Bookham to demo novel 40Gbit/s electro-absorption modulator at OFC

13 March 2003 -- Bookham Technology plans to present a paper at OFC 2003 describing a novel, high performance 40Gbit/s electro-absorption modulator.

Mar 13th, 2003

13 March 2003 -- Bookham Technology plans to present a paper at OFC 2003 describing a novel, high performance 40Gbit/s electro-absorption modulator.

Based on the Franz-Keldysh effect (FKE), the EAM device has the lowest unamplified insertion loss ever reported for an EAM, the lowest polarisation-dependent loss (PDL) over a wide range of wavelengths, and the highest bandwidth for a lumped-element FKE-EAM.

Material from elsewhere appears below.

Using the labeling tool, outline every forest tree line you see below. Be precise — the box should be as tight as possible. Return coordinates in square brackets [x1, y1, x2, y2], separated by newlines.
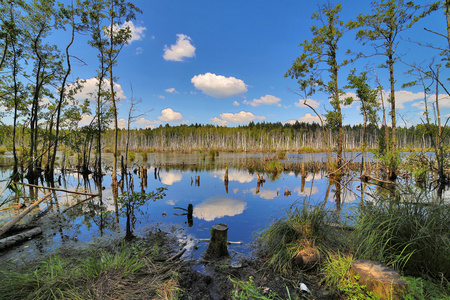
[0, 122, 444, 154]
[0, 0, 450, 182]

All these performance parameters are achieved simultaneously, with a manufacturable design, while maintaining the practical requirement of over 10dB extinction with a voltage swing of under 2.5V.

"This modulator emphasises Bookham's forward-looking commitment to realise and evaluate the potential of advanced optical technologies for our customers," said Kelvin Prosyk, Senior Researcher, Bookham Technology and joint author of the OFC paper describing the device.

"We now have the technology to build the world's best EAM for high-speed systems - and this is a complete, single package integrating all the necessary 40Gbit/s RF functions, which is a hard problem.

Bookham already claims the world-leading 10Gbit/s InP Mach-Zehnder modulator, this gives us a unique understanding of the respective potentials of the two approaches to high-speed modulators. Certainly, there is nothing between them in terms of size, but the InP laser Mach-Zehnder continues to outclass the EAM in 10 Gbit/s system performance," added Prosyk.

The InP-based EAM device has a bulk active absorption core, which is inherently simple to fabricate and consequently gives high yields. This design also gives the near-zero chirp needed for the dispersion compensation of 40Gbit/s operation on standard single-mode-fibre links with spans of over about 8km.

This attribute is relevant to other applications of high-speed EAMs, such as the data gating of a train of pulses. In this case, some pulse clipping will occur with anything other than an ideal square gate, thus making low chirp a necessity.

Integrated spot-size converters, also used in Bookham's InP laser Mach-Zehnder modulators, are a key aspect of the design, as they enable tight device integration and small package size by improving the laser-modulator optical coupling and consequently power throughput. The SSCs are designed to enable low loss, low PDL and good alignment tolerance when coupled to microlenses.

The EAM chip is mounted on a ceramic, gold-coated subcarrier with a 50micron coplanar termination. The subcarrier, in turn, rests on a thermo-electric cooler with a thermistor temperature monitor. Standard single-mode fibre pigtails are lens coupled to the input and output SSCs of the EAM.

The resulting EAM device has a usable bandwidth of 50GHz. At 1540nm, the fibre-to-fibre insertion loss is 4dB while maintaining an extinction ratio of >10dB at 2.5V. At 1550nm, the insertion loss falls to 3.6dB, which is the lowest so far reported for an EAM.

The polarisation-dependent loss is less than 0.3dB over the entire dynamic range at 1540nm, and less than 0.6dB from 1530 to 1550nm, which is the lowest PDL ever reported for an EAM over a wide wavelength range.